Commercial card technology enhancements are helping to drive new business, said Paul Simpson, Citi's global head of treasury and trade solutions. In August, Citi rolled out a new generation of single-use, or "virtual," accounts in 48 countries, enabling corporations to improve corporate control over commercial card transactions.
Although single-use commercial card accounts are not new, Simpson said Citi's Virtual Card Accounts product, based on MasterCard's inControl technology, is the payments industry's first such multicurrency offerings.
"Enabling our customers to use inControl across our global commercial cards platform is a particular advantage for multinational companies looking to simplify their policies and more precisely dictate how and where cards will be used, right down to the specific store or vendor," Simpson said. If present trends continue, "within two to three years" virtual cards could account for roughly 30% of Citi's commercial card business, he said.
Payees tend not to resist when payers switch from checks to payment cards, said Joanne Robinson, the president of the research firm Commercial Cards International. "Suppliers might not like interchange fees, but they love guaranteed payment and quick turnaround on payments, especially in an uncertain economy," she said.
Although purchasing cards have been gaining ground steadily over the past few years, momentum has picked up recently as more government agencies have adopted them, Robinson said. "For some reason, when governments decide to use purchasing cards, corporations tend to follow," she said.
One of the chief benefits of switching routine payments to purchasing cards is the detailed data that accompanies electronic payments.
Visa, MasterCard, American Express Co. and Discover Financial Services all have gradually enriched the details available for each transaction, enabling companies to aggregate spending data for analysis more easily.
"With purchasing cards, corporations can easily analyze spending data from a number of different directions, which is hard to accomplish with separate, disconnected paperwork-based payment processes," Heindl said.
Bank of Montreal's BMO Financial Group is enjoying double-digit growth in its MasterCard corporate purchasing card program this year, said Mary DiRenzo, a BMO senior manager for market development and strategy. "More corporate clients are adopting purchasing cards, and the spending on those cards is also rising," DiRenzo said. (About 30% of BMO's commercial card business comes from the United States.)
Though the trend has been gathering steam for a few years, the economic downturn seems to be fueling greater purchasing card growth this year, DiRenzo said. "We are seeing a distinct desire by corporations to harness purchasing cards across more departments in order to get a better view of their overall spending and find ways to save money," she said.
BMO typically sends purchasing card consultants to corporate clients, where they analyze spending patterns and recommend areas ripe to move payments to plastic from paper. But one of BMO's biggest drivers of growth is when consultants help corporations expand their use of existing purchasing card programs, DiRenzo said.

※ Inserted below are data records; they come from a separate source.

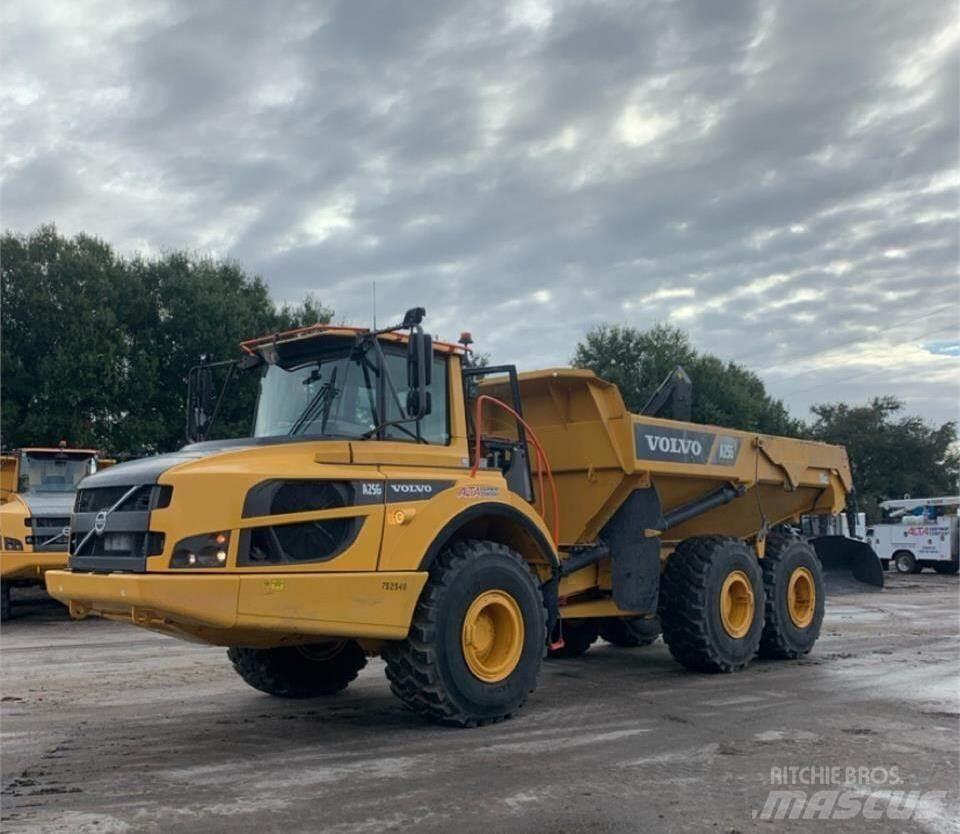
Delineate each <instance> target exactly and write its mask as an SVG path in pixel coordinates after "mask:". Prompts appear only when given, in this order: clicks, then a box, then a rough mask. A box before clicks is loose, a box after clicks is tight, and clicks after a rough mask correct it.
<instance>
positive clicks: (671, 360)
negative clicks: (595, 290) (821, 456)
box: [573, 324, 802, 435]
mask: <svg viewBox="0 0 960 834" xmlns="http://www.w3.org/2000/svg"><path fill="white" fill-rule="evenodd" d="M573 365H574V366H575V367H578V368H589V369H590V370H592V371H594V372H595V373H596V374H597V375H598V376H600V377H602V378H603V379H606V380H609V381H610V382H614V383H616V385H617V387H618V388H619V389H620V393H621V394H622V395H623V399H624V402H625V403H626V405H627V408H629V409H630V410H631V411H635V412H636V411H640V410H641V409H642V408H643V406H644V405H645V404H646V402H647V400H648V399H649V398H650V396H651V395H652V394H653V392H654V391H656V389H657V386H658V385H659V384H660V383H661V382H662V381H663V380H664V378H665V377H666V376H667V374H668V373H670V371H671V370H672V369H673V368H674V367H675V366H677V365H682V366H683V367H684V369H685V370H686V371H687V373H688V374H689V376H690V379H691V380H692V381H693V409H692V418H693V421H694V422H697V423H711V424H714V425H719V426H728V427H730V428H738V429H746V430H749V431H761V432H765V433H769V434H786V435H797V434H800V433H801V431H802V424H801V423H800V421H798V420H795V419H793V418H791V417H790V414H789V412H788V411H787V409H786V407H785V406H784V405H783V403H782V402H780V401H779V400H776V399H773V398H772V397H770V396H769V395H768V394H767V392H766V389H765V388H764V385H763V382H762V380H761V379H760V377H758V376H757V375H756V374H755V373H753V372H752V371H749V370H747V369H746V368H744V367H743V366H741V365H737V364H735V363H733V362H726V363H725V362H723V361H722V360H721V359H719V358H718V357H716V356H713V355H711V354H707V353H698V352H697V351H696V350H695V349H694V348H693V346H692V345H691V344H690V339H689V337H688V336H687V334H686V333H684V332H683V331H682V330H680V329H679V328H676V327H672V326H670V325H667V324H657V325H655V326H654V327H652V328H650V329H649V330H637V329H636V328H633V327H625V326H620V325H614V326H610V325H600V326H599V327H596V328H594V329H592V330H591V331H590V332H589V333H587V335H586V337H585V339H584V340H583V341H582V342H580V343H579V344H578V345H577V348H576V352H575V354H574V357H573Z"/></svg>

"In many cases, corporations already have a purchasing card program, but only a fraction of people are using them and only on certain types of purchases," she said. "When more departments in an organization begin using purchasing cards, it's easier to see spending patterns across the whole organization and to analyze where there could be cost savings or spending-volume discounts."
The first thing corporations tend to see is the opportunity to negotiate better deals with suppliers of frequently purchased items. "When a company starts using purchasing cards more widely across the organization, redundant purchases and missed opportunities are often revealed," DiRenzo said.